I'm now feeling fresh and ready for the next day. The next workout. And the one after that. For the next three weeks. The hardest three week period. I will have yet to experience. The goal: 1500 miles. I will get there. If I have to fly to do it.

Literally. I will get on a plane...

Saturday, February 4, 2012

Swimming Breakthrough

After swimming over 15k yards last week, I thought for sure I would finally start to get faster in the pool. For the last couple of years, I have steadily made solid gains biking and running, but for swimming, I only got slower and not slower. No matter how more I swam, or how much harder I swam, I just couldn't actually swim faster than I did when I first started triathlon. I did, of course, gain endurance in the pool. But at no time did I ever gain speed. My fastest 400m swim to date is still the second triathlon I ever competed in. At the time, I was swimming more as a cool down to my weight lifting routine. Last winter, when I put in huge time in the pool, and was hitting bigger and faster workouts, I was still slower over 400m in a race. Though all that swimming did take my running to a new level. And such was the case. The more I seemed to swim, the faster I ran, but not swam. Of course, my longer swims did get faster, but that was more from overall increased endurance and improved ability to swim in open water, and not because I actually gained any swimming speed. Through all of this, I knew there had to be something, some part of my stroke, that was hindering me. Every time I swam with others that were at my speed, or even just faster, it seemed like their legs were sinking in the water and their overall posture terrible in comparison. Certainly, there was some major part of my swim stroke that I just wasn't getting. Well I was right. So very right.

Throughout the last couple of years, as I seemingly fixed some part of my stroke, and correspondingly felt faster in the water, I was convinced that I had finally done it. But each time, the fix was correspondingly quite small, and often, quite inconsequential. From all the time spent working on the "connection" between the lower body and upper body in the stroke, to just recently when I finally learned how to perform a full 6 beat kick with no deadspots (turns out I've always had a great 4 beat kick, but aside from the opening sprint at the beginning of a race, I need to be focusing on a 2 beat kick).
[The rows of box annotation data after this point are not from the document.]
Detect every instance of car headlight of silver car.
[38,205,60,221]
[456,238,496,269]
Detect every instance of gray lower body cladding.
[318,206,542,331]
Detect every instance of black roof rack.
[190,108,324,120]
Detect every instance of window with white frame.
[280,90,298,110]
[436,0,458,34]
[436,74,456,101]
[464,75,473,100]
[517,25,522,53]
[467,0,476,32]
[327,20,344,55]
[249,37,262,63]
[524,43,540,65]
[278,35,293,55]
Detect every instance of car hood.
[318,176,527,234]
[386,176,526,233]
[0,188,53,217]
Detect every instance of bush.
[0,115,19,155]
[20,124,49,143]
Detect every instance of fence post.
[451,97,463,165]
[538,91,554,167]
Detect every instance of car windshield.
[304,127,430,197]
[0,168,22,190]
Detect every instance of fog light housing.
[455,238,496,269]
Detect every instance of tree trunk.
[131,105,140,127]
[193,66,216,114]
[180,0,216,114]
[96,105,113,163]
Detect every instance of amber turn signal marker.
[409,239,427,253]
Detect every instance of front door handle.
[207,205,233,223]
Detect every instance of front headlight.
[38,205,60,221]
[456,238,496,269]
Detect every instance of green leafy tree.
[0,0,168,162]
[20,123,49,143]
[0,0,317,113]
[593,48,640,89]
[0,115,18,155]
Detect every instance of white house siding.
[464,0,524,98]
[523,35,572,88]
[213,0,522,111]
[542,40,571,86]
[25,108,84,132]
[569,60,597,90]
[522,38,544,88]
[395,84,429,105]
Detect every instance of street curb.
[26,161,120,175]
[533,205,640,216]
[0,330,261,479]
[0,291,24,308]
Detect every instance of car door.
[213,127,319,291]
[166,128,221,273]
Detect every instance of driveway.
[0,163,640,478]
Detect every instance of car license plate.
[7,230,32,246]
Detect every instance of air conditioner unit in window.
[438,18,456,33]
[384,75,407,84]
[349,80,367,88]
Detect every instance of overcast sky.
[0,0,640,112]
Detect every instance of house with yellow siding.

Each time, from keeping my head more still in the water and letting it rotate with my body to correcting my hand entry to entering right near my head instead of throwing it out as far as I can, the actual differences in speed were quite minimal. Even one of the big ones, where I flattened my hand out and kept my fingertips from creeping up to the top of the water without my wrist going with it, didn't actually shave a large chunk of time off. So what was the tip that finally did it?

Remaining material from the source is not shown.